During the Oakville Art in the Park show, one of the patrons asked me about more specifics to my description in my bio about being referenced about being influenced by Japanese anime. I could’ve expected that this kind of question would’ve been asked.

That said, it made me wonder what exactly my work drew from the influences that I knew I had grown up with. My immediate thought was Studio Ghibli, the makers of Spirited Away and My Neighbour Totoro. However, it was hard for me to pinpoint if there were actual indications of the anime studio within my paintings.

For instance, my paintings don’t have a lot of characters with in it. A lot of my recent work is of scenery and the persons are accessories.

Growing up with North American Anime

That said, there’s no doubt that anime art has influenced me. I grew up drawing Zelda characters and later branched on to develop my own character design. Like any North American child, I grew up watching Pokémon, Sailor Moon, and the occasional “real anime” like Visions of Escaflowne and Dragon Ball Z. I still create fan art even today.

It is these times in our teenage years when we are the most impressionable. I think back to the book called Drawing on the Right Hand Side of the Brain by Betty Edwards, where the author insists that everyone can indeed draw. There is an an original drawing portrait that each student creates. It shows the level of skill that that artist has originally as a benchmark. Sadly, each of those drawings also are monuments to the time in that person-child’s life when they were discouraged from drawing. They gave up at that age.

I too stopped drawing at one point. I went to university and as good grades were my currency, I focus on those rather than my creative pursuits.

Anime art online provided me with art mentors

But before even that I had support. In my teenage years, there were instructional websites where I learned how to draw in an anime style. These were critical to my formation, given that anime art is drawn with a more realistic style with someone proportional, drawing of figures.
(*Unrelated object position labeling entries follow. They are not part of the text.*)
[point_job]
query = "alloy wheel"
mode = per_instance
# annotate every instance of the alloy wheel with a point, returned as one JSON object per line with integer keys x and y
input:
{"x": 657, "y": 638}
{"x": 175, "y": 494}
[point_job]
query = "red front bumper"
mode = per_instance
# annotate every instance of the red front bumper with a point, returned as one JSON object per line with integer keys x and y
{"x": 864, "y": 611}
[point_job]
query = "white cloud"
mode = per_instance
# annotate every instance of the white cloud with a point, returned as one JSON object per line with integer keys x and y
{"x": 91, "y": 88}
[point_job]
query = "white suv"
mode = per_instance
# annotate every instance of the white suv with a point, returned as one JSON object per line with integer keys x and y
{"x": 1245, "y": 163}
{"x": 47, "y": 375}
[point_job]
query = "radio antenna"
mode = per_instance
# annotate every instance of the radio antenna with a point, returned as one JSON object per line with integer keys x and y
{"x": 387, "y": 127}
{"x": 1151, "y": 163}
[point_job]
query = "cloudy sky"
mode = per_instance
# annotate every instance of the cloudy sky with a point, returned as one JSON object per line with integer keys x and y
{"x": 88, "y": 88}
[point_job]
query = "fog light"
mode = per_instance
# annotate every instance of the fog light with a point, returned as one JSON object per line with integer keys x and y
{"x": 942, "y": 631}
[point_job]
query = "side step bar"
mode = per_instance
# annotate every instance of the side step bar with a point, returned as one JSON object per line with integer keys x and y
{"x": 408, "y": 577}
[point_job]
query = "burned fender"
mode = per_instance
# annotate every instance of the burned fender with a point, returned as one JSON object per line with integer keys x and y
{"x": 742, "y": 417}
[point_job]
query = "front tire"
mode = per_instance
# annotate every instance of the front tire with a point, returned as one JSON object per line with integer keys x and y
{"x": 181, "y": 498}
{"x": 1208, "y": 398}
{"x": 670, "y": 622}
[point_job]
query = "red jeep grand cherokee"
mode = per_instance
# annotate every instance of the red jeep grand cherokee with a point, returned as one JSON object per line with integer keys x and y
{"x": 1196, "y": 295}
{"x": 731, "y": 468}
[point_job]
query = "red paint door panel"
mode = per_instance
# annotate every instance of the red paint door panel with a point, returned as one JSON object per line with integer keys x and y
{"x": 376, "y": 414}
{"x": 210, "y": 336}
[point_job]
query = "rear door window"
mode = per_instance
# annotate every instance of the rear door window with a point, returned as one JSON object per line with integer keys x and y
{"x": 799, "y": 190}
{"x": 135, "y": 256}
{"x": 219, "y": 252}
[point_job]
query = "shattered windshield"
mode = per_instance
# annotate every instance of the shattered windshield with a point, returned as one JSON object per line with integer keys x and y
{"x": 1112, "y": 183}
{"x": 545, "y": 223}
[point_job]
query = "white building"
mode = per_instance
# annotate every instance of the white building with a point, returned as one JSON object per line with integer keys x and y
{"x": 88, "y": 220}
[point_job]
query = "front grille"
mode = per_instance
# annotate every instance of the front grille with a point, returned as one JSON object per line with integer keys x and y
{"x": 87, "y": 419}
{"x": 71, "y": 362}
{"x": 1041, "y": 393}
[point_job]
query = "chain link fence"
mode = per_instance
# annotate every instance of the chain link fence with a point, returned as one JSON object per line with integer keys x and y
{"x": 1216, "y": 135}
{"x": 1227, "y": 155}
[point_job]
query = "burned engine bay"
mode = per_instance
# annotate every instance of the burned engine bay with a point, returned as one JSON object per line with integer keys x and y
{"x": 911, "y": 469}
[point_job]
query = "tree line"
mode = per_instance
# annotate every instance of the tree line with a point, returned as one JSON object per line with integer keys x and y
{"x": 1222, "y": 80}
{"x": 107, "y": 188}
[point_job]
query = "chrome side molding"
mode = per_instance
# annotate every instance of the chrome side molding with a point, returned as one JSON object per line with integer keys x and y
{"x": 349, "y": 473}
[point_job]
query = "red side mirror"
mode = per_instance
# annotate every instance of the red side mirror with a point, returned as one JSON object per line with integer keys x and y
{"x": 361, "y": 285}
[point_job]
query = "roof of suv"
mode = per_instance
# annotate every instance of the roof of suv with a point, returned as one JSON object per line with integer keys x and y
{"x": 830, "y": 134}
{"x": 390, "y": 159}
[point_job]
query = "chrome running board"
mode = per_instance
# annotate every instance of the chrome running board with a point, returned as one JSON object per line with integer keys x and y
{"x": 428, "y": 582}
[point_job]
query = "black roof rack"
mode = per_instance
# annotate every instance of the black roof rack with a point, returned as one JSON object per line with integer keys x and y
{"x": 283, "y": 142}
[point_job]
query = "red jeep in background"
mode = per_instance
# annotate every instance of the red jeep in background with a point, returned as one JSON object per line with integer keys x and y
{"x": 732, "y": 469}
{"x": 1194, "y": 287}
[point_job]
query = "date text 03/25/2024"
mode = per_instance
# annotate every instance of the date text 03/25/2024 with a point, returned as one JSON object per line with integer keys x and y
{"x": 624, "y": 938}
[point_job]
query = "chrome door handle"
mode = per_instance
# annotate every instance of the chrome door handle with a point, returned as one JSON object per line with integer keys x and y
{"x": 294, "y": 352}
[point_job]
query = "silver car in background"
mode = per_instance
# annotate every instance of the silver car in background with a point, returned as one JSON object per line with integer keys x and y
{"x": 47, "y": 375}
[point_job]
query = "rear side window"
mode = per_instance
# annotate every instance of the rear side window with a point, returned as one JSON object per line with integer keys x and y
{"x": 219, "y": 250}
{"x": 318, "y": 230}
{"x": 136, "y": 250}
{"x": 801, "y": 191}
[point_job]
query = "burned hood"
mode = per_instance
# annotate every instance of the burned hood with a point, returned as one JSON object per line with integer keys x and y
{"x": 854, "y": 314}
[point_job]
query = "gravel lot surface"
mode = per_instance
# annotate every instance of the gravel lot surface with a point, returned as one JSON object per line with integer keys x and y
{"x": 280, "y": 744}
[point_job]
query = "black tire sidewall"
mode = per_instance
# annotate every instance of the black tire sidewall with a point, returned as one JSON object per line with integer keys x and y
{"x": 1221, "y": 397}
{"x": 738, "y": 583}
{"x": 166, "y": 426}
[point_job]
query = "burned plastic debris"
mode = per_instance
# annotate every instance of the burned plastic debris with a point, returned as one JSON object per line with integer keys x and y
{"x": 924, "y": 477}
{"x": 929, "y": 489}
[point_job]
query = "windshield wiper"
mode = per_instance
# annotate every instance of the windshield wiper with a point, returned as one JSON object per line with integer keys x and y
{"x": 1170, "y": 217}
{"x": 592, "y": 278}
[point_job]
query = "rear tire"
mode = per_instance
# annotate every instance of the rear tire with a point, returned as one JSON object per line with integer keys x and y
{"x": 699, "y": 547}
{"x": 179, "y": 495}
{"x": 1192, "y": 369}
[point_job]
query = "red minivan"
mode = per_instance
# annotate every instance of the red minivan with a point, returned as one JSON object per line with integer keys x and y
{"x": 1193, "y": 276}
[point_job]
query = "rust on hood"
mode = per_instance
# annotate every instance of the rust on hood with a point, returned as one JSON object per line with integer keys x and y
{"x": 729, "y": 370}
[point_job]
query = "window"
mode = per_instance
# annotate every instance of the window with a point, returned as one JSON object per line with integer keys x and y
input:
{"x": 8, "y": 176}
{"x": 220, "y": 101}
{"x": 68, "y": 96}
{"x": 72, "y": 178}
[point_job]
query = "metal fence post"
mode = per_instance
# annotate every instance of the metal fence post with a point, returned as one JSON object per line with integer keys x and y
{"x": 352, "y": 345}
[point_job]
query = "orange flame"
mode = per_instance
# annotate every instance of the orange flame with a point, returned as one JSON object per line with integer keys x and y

There was one site called Baka Neko (“stupid cat” in Japanese), which had anime art tutorials. There were online web drawing platforms and forums, where you could submit your art that you draw, and others would be able to provide (usually) kind feedback. The encouragement from anonymous strangers online saw me through my art.

I then had created personal websites coded by my own hand where I had put on my artwork. I had folders on my computers that contains artwork that I had collected, scoured online. These were my true inspiration to become like one of these artists. I still remember a computer illustration of two children in the sunset, looking upon a world of a jungle, and the delight in their eyes caught on the glistening sunlight. That to me, was the epitome of what I wanted to create. (Does anyone know what this is? It had a name like “Kurogimi” or something like this).

Art found a way to sneak back into my life.

Montreal shaped me daily with modern and Renoir art

Later on when I moved to Montreal, I kept coming across on my daily walks to school the art store Deserres. Montreal also has a thriving art scene. I absorbed the art through my pores for every gallery that I visited, every Nuit Blanche, that I attended, every random scene in the mall that had an art installation. Galleries of impressionist paintings like Renoir were available for free.

We had to study Renoir in our high school French class. For some reason, perhaps by chance, Pierre-Augustus Renoir was the one that we were assigned. I love the flow of his brush strokes. There was a print in my childhood dentist’s office of the Ball de Moulin de la Galette. Every time I had to sit there in the waiting room, I looked up on those strokes, and the gaiety that was within the scene of the woman in black in the front.

When does an art style become one’s own?

At some point one’s influences becomes one’s own. It is for every artist to take what they have been influenced by and create something new. It is interesting for me to declare my own influences. When I read about every musician, they tend to have some other musician that they have in mind as their own influences. It is almost as if my own art becomes part of the whole art stage, and as that quote by Shakespeare, I am a player.

I hesitate in calling myself a “mere player” as the true saying goes. In fact, I likely believe that I will only ever be a mere player, but I am content in that.

I suspect my art isn’t really that distinct a style, but I have heard from others that there is something that is able to distinguish it to be my own style.

Maybe it’s like being a fish in water. I can’t really tell myself of my own style is, just like I can’t tell my own accent in speaking. But it exists. There is something to my own work that comes across and at some point, hopefully it becomes its own.